TCLab with Reinforcement Learning

This page demonstrates a Reinforcement Learning (RL) approach for controlling the Temperature Control Lab (TCLab) using a Deep Deterministic Policy Gradient (DDPG) algorithm in PyTorch. The RL agent learns to adjust the heater power to maintain a desired temperature setpoint.

TCLab Environment

The TCLab is an Arduino-based temperature control system with:

Two heaters
Two temperature sensors
Python / MATLAB / Simulink interface

The RL agent learns to control heater power to maintain a temperature set point.

Gymnasium Custom Environment

Define a custom Gymnasium environment to interface with TCLab.
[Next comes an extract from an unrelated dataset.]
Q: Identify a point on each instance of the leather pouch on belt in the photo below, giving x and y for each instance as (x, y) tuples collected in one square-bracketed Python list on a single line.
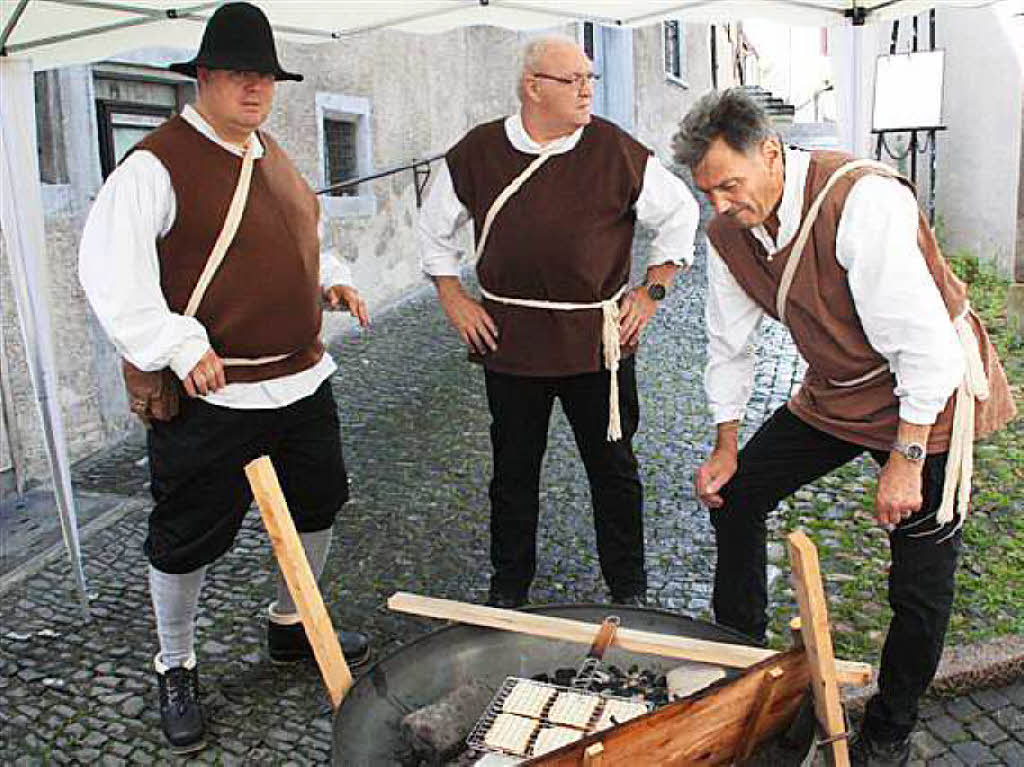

This class defines the interface between the TCLab (Temperature Control Lab) hardware and Python through a Gymnasium custom environment. The environment allows the RL agent to interact with heaters and sensors, apply actions, and receive temperature readings.

import gymnasium as gym
import numpy as np
import torch
import tclab

class TCLabEnv(gym.Env):
def __init__(self, setpoint=50):
super(TCLabEnv, self).__init__()
self.lab = tclab.TCLabModel() # Connect to TCLab hardware with TCLab()
self.setpoint = setpoint
self.action_space = gym.spaces.Box(low=np.array([0]), high=np.array([100]), dtype=np.float32)
self.observation_space = gym.spaces.Box(low=np.array([0]), high=np.array([100]), dtype=np.float32)

def reset(self):
self.lab.Q1(0) # Turn off heater
self.lab.Q2(0)
return np.array([self.lab.T1]), {}

def step(self, action):
self.lab.Q1(action[0]) # Apply action
self.lab.Q2(action[0])
temperature = self.lab.T1 # Read temperature
reward = -abs(temperature - self.setpoint) # Reward: minimize error
done = False # No terminal state in continuous control
return np.array([temperature]), reward, done, False, {}

def close(self):
self.lab.Q1(0)
self.lab.Q2(0)
self.lab.close()

[$[Get Code]]

Actor-Critic Networks (PyTorch)

Define the Actor and Critic neural networks. This code creates two neural network classes using PyTorch:

Actor: Determines the control action (heater power level) based on the current temperature.
Critic: Evaluates the quality of actions by estimating the expected future rewards from a given state-action pair.

import torch.nn as nn
import torch.optim as optim

class Actor(nn.Module):
def __init__(self, state_dim, action_dim, max_action):
super(Actor, self).__init__()
self.net = nn.Sequential(
nn.Linear(state_dim, 128), nn.ReLU(),
nn.Linear(128, 128), nn.ReLU(),
nn.Linear(128, action_dim),
nn.Sigmoid() # Output between 0 and 1
)
self.max_action = max_action

def forward(self, state):
return self.max_action * self.net(state)

class Critic(nn.Module):
def __init__(self, state_dim, action_dim):
super(Critic, self).__init__()
self.net = nn.Sequential(
nn.Linear(state_dim + action_dim, 128), nn.ReLU(),
nn.Linear(128, 128), nn.ReLU(),
nn.Linear(128, 1)
)

def forward(self, state, action):
if action.dim() == 1: # If action is 1D, reshape it to (batch_size, action_dim)
action = action.unsqueeze(1)
return self.net(torch.cat([state, action], dim=1))

[$[Get Code]]

Replay Buffer

Implements a memory buffer to store experience tuples (state, action, reward, next state, done). The replay buffer randomly samples batches of experiences for stable training of the neural networks.

import random
from collections import deque

class ReplayBuffer:
def __init__(self, capacity=10000):
self.buffer = deque(maxlen=capacity)

def add(self, state, action, reward, next_state, done):
self.buffer.append((state, action, reward, next_state, done))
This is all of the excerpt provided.